The Tragic Death of the Newspaper?

By Lisa Lewis

Published March 2, 2009

It isn’t news to anybody that news desks across the country are cutting their numbers. My hometown paper, the Rocky Mountain News, said goodbye to its role as the “other side” news source in Colorado this past Friday.

It’s a tough business, for sure. It’s hard to charge people for information because of ease of access, but there certainly have to be some costs to produce it. (It’s Xavier’s Time Inconsistency problem with a public good playing itself out on a national scale!)
When a reporter travels across the country to cover a basketball game and writes up a recap, the story can get picked up by the blogosphere in minutes and plagiarized ad nauseam. There’s no need to reimburse the reporter for his or her work. Ultimately, the score of the game has become public knowledge, despite any costs to make it that way.

Some papers have tried to solve this problem. Some Hearst-published papers are going to start charging to view online content—worries about budgets and solvency have made news sources beholden to subscribers again. Hearst is by no means the be-all, end-all publishing source for the nation’s news, so I wonder if they’ll see the profits they’re hoping for.

If it’s become harder to access the news, then pursuing journalistic ambition has become that much more difficult. There is a hiring freeze at most magazines in the city, and newspaper jobs are dissolving. A friend of mine who had a job offer from a newspaper received an updated offer stipulating that she could be laid off at any time, for any reason. It’s a small consolation that at least her offer was not rescinded completely.

All these economic ramifications at big news desks are significant, but small publications are suffering even more. Your precious Spectator, for example, relies heavily on local businesses to place ads in the paper in order to fund its publication in print. It’s no surprise that advertisers are reluctant to pay for ads in a print newspaper with such a small circulation when they are struggling to turn a profit themselves.

The student journalists are also feeling the impact. At the Sports section, we’re being put in a position to consider whether we can go to cover away games for football and basketball. If we do, we will probably have to cut the number of people who go from three to two—a single writer and photographer. Given that there are at least four stories each week about each football game, that means that some of the stories will be written by someone who never saw the game at all.

Is it insincere journalism to report something without having actually been witness to it?

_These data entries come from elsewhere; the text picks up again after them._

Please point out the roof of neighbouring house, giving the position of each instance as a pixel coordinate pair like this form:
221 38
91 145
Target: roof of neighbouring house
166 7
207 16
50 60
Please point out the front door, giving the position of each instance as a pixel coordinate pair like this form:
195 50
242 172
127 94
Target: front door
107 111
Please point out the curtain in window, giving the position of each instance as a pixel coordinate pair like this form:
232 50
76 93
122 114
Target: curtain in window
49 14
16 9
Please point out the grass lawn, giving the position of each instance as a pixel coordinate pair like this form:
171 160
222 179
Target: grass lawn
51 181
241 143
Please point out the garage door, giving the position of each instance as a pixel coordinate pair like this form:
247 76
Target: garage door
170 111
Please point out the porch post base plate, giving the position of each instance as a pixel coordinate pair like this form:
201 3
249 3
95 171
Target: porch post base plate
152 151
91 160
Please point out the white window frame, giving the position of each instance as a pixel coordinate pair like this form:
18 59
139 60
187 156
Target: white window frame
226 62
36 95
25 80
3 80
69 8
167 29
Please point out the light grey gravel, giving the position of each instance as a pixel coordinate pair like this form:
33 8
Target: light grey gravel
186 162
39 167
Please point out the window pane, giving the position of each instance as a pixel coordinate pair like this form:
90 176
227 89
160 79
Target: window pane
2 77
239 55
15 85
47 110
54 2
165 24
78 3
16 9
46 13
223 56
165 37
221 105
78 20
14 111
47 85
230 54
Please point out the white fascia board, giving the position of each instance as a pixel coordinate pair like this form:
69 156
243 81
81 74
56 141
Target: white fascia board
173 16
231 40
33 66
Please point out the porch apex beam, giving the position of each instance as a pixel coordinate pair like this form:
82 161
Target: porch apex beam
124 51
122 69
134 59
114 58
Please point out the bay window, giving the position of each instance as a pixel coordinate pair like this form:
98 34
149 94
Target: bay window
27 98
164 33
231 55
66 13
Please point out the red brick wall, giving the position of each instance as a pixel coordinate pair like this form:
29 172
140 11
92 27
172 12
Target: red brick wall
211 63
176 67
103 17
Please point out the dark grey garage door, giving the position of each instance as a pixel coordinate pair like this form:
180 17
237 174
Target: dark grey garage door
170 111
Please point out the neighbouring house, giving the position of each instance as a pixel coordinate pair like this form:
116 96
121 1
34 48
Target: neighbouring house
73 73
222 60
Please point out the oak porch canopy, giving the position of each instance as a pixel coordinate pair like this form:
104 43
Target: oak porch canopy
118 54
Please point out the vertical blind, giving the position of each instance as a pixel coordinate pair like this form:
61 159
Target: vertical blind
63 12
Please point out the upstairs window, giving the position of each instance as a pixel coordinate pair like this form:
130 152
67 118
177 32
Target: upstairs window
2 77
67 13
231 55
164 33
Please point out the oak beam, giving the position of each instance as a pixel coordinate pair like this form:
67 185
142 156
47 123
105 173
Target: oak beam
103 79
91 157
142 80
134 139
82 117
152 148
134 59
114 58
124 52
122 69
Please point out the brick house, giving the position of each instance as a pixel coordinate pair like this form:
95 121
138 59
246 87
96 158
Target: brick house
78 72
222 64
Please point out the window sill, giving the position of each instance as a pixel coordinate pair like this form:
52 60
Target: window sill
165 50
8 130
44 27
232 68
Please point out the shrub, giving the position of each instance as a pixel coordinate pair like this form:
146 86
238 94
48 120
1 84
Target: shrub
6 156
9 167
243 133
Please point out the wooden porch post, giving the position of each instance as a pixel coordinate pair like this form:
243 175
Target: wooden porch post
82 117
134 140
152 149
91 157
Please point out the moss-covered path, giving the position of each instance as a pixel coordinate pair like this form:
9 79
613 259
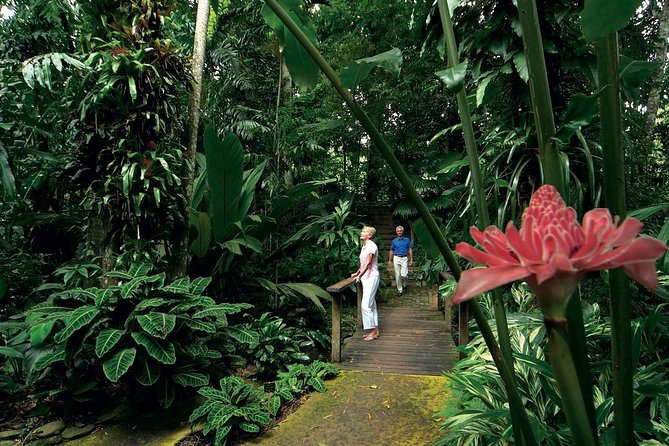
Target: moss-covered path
363 406
366 408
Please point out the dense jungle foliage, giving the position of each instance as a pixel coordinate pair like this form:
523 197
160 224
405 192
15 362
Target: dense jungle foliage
137 266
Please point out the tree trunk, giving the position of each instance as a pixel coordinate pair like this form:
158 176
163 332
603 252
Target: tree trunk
658 81
283 96
199 48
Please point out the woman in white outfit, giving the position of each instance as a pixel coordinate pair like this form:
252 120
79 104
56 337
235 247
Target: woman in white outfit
368 276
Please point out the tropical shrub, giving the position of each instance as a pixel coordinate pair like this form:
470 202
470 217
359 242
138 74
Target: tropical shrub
277 345
300 379
237 405
141 330
482 416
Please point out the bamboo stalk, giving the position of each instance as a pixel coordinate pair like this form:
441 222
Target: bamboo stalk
614 196
552 171
519 418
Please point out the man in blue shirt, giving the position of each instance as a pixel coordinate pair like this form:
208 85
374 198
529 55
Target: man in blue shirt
401 256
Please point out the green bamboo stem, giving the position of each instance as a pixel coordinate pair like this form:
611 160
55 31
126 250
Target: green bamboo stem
541 99
566 376
482 210
552 171
614 195
383 147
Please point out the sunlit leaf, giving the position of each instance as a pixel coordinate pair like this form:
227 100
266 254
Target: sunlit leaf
116 366
358 71
603 17
454 77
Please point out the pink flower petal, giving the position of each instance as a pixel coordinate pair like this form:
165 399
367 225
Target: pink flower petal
525 251
476 281
642 249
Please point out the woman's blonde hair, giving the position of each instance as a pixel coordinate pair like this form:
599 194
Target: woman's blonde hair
371 230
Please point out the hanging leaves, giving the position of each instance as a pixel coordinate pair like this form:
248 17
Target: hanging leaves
358 71
301 66
454 77
603 17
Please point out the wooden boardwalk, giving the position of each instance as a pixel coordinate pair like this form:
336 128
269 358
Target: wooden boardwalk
415 338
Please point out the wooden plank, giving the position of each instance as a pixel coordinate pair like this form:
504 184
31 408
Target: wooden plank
341 285
413 341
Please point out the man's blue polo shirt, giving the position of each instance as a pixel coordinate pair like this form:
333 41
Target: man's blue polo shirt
401 246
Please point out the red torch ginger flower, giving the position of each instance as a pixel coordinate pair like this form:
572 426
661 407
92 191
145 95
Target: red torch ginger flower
552 252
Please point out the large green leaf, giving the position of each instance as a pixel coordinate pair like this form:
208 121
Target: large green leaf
225 163
199 284
10 352
78 319
454 77
179 286
164 352
359 70
207 327
603 17
106 340
425 238
311 291
220 310
241 335
201 243
6 175
191 379
116 366
156 324
49 358
249 188
147 371
39 332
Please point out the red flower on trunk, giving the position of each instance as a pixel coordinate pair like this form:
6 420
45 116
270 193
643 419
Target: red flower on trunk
552 251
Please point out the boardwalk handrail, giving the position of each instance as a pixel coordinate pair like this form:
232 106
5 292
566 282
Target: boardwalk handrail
463 315
335 291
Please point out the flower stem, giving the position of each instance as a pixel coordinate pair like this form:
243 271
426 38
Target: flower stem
518 415
554 174
566 376
614 194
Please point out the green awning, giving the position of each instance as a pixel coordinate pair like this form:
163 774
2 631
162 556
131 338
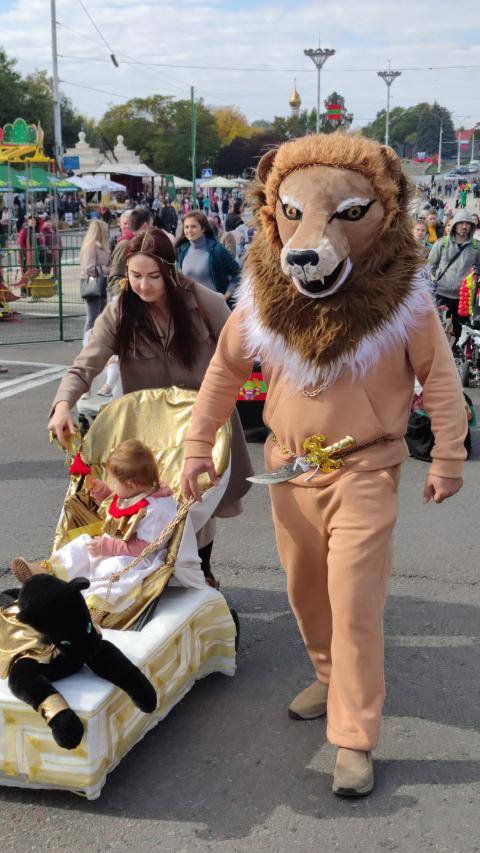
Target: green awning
7 184
51 181
34 179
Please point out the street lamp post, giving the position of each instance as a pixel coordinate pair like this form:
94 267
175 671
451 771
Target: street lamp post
57 118
388 77
319 57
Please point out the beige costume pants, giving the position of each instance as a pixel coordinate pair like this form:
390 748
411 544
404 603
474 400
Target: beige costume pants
335 544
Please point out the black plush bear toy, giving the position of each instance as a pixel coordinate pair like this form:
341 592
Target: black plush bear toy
57 611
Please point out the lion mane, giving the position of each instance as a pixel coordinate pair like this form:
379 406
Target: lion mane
381 297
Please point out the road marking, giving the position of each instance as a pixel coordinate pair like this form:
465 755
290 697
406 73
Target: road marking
50 373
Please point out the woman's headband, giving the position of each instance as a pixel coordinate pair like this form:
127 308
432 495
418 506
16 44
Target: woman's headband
143 250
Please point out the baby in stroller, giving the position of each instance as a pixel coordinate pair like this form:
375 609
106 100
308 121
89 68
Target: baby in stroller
135 506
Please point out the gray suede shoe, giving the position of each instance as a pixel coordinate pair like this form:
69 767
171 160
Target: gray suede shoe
353 776
310 703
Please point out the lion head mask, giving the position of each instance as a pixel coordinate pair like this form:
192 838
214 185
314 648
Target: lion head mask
332 271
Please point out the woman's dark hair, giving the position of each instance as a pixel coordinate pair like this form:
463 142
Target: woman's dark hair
202 221
136 320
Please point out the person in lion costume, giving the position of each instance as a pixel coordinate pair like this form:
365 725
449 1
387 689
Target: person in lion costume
335 305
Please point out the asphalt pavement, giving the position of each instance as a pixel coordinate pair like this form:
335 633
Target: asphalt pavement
228 770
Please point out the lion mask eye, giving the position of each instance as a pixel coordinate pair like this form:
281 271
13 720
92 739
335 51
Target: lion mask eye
354 211
291 212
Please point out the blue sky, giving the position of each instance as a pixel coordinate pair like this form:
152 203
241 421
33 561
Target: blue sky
251 34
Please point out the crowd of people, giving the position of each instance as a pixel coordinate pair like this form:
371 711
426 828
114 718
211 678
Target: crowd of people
450 242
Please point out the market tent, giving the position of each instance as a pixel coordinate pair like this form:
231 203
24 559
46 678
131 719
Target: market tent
101 182
84 184
97 183
133 170
180 183
219 183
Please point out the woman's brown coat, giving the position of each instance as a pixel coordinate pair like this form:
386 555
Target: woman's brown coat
156 366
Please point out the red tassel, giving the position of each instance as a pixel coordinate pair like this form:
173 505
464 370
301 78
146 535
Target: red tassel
79 467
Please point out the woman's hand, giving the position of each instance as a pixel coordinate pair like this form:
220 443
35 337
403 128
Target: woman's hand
94 547
440 488
95 486
62 424
192 470
164 490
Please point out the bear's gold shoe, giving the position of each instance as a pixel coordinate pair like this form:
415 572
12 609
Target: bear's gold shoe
23 570
353 776
310 703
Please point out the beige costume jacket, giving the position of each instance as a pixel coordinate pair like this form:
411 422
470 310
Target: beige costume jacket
373 406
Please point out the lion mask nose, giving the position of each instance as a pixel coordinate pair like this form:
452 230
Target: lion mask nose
302 258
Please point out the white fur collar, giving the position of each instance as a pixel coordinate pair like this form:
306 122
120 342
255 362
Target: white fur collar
272 350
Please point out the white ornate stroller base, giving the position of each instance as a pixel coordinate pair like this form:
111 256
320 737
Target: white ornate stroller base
191 635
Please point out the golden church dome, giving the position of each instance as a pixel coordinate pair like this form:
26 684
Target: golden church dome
295 99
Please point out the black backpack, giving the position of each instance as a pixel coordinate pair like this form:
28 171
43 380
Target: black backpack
420 439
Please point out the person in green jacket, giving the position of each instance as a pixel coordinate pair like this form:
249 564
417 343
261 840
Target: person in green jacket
201 257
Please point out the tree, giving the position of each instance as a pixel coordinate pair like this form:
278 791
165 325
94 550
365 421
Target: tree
242 155
31 98
414 129
428 130
230 122
159 129
38 107
11 88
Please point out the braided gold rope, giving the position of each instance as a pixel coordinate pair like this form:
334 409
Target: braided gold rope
149 549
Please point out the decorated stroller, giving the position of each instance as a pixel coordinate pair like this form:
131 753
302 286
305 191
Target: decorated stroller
175 635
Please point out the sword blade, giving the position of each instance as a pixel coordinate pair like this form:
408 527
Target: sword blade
278 475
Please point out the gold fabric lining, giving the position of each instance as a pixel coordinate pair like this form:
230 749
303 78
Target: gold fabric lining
18 640
51 706
160 418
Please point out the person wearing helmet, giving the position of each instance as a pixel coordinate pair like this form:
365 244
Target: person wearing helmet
450 260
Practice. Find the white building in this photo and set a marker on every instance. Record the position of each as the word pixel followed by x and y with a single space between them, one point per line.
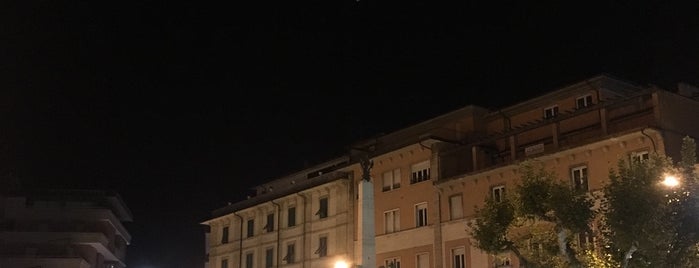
pixel 63 229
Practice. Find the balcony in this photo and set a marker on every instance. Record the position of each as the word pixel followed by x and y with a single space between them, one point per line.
pixel 541 137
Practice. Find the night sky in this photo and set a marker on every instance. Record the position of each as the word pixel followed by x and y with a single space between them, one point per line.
pixel 181 106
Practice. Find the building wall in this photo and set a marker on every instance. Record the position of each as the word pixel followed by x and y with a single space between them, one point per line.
pixel 472 153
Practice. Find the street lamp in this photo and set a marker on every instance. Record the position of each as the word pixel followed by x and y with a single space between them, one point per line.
pixel 671 181
pixel 341 264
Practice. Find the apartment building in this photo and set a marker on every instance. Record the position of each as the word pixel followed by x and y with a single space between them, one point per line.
pixel 428 178
pixel 63 229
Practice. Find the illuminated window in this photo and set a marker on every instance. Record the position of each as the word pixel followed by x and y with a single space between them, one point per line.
pixel 251 228
pixel 291 217
pixel 420 172
pixel 249 258
pixel 498 193
pixel 423 260
pixel 269 226
pixel 391 221
pixel 458 257
pixel 391 180
pixel 586 239
pixel 639 157
pixel 456 210
pixel 584 101
pixel 579 177
pixel 322 250
pixel 551 112
pixel 290 253
pixel 421 215
pixel 392 262
pixel 269 258
pixel 503 261
pixel 224 235
pixel 322 208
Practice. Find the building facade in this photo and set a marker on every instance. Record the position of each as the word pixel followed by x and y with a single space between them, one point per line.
pixel 429 178
pixel 63 229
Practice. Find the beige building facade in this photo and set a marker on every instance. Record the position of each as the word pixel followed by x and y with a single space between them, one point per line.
pixel 429 178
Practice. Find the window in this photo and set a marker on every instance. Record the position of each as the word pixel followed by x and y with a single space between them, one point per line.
pixel 503 261
pixel 499 193
pixel 639 157
pixel 323 208
pixel 269 258
pixel 586 239
pixel 551 112
pixel 391 180
pixel 290 253
pixel 322 250
pixel 251 228
pixel 459 257
pixel 423 260
pixel 579 176
pixel 224 235
pixel 269 227
pixel 391 221
pixel 249 260
pixel 584 101
pixel 291 217
pixel 420 172
pixel 392 262
pixel 456 210
pixel 421 215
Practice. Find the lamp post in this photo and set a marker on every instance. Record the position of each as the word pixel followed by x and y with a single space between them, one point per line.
pixel 366 191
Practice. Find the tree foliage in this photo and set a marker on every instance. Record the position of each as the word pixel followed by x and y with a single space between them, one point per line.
pixel 647 224
pixel 537 221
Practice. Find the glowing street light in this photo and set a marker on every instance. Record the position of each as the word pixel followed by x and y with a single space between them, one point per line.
pixel 670 181
pixel 341 264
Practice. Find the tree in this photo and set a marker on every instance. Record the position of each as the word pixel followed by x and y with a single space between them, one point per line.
pixel 647 224
pixel 537 222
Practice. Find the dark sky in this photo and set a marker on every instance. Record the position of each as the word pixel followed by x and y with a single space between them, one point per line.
pixel 182 105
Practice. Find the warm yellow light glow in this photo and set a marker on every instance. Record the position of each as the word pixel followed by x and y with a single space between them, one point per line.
pixel 341 264
pixel 671 181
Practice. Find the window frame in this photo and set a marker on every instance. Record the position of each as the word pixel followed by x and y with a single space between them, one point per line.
pixel 420 172
pixel 393 217
pixel 394 178
pixel 417 259
pixel 497 193
pixel 421 219
pixel 583 180
pixel 392 262
pixel 323 204
pixel 250 259
pixel 250 228
pixel 269 257
pixel 639 156
pixel 291 216
pixel 225 234
pixel 586 101
pixel 460 207
pixel 458 257
pixel 290 256
pixel 322 250
pixel 269 226
pixel 554 111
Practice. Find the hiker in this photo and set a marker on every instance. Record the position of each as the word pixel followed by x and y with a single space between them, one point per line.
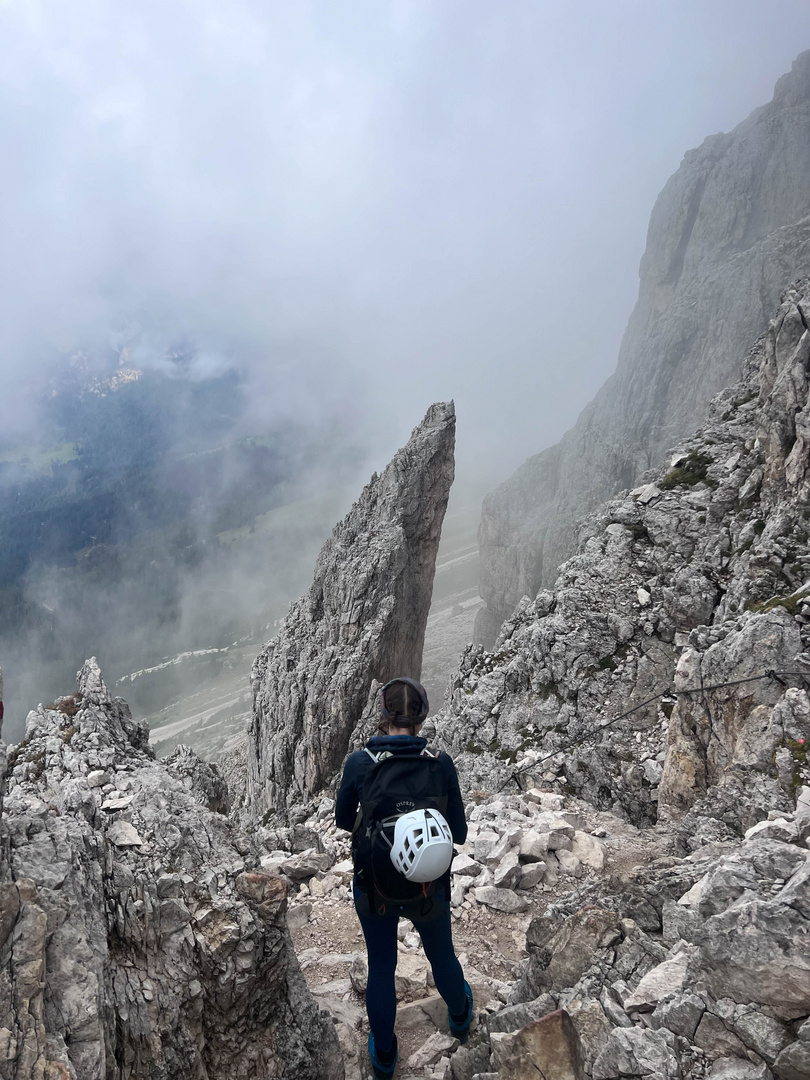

We’d apologize, but we’re too busy trying to figure out how to upgrade the ancient, slow computers and replace the broken or stolen equipment. The photo department, in the effort to provide photographers with high-quality equipment and the Sports section with beautiful photos, loans out cameras and lenses every night. When you loan out equipment and don’t hold anything valuable as collateral, it’s always questionable whether you’ll get it back. But without loaning the equipment, there wouldn’t be enough people with high quality cameras of their own to cover all the news that’s fit to print. You’re damned if you do... (In an effort to retain the equipment, all photographers now have bar codes to “check out” cameras. I would be interested to see how this affects the reporting, tracking, and repair of broken equipment over the next few years.)

I’d like to think that newspapers will bounce back. I would love to think that some noble billionaire would pour money into newspapers for the sake of providing an important service to the public. But realistically, how likely is it? Recessions are seen as times to “trim the fat” from existing businesses in order to make them operate more cost-efficiently. Newspapers, then, must be like bacon—when you cut the fat, there’s practically nothing left.

That’s why the Spec is so dependent upon advertisers in the first place—Spec is considered to be financially independent of Columbia. They don’t exactly write us a check to help us do what we do. We like it this way because we are under the impression that financial freedom gives us liberty to be critical of the university. But when Columbia is practically the only business that buys ad space in the paper and is our landlord, it’s practically as good as taking a handout. Except, of course, that Columbia can stop that generosity at any time (go all Manhattanville on us?), and leave Spec struggling to continue print publication. So much for sticking to our guns, I suppose. I can’t envision true freedom of the press and taking handouts at the same time. It’s a contradiction in terms.

I think we’ll be lucky to see Spectator’s printed counterpart survive the next five years without some divine being coming and bringing us manna from heaven (in the form of permanent, daily full-page color advertisements).

It’s an interesting time to be an economics major. But it’s also an interesting (and frightening) time to be in journalism. The future of free news is at stake, and so is the future of the Spec. As a consumer, you’re expressing your values with your dollars. Good luck!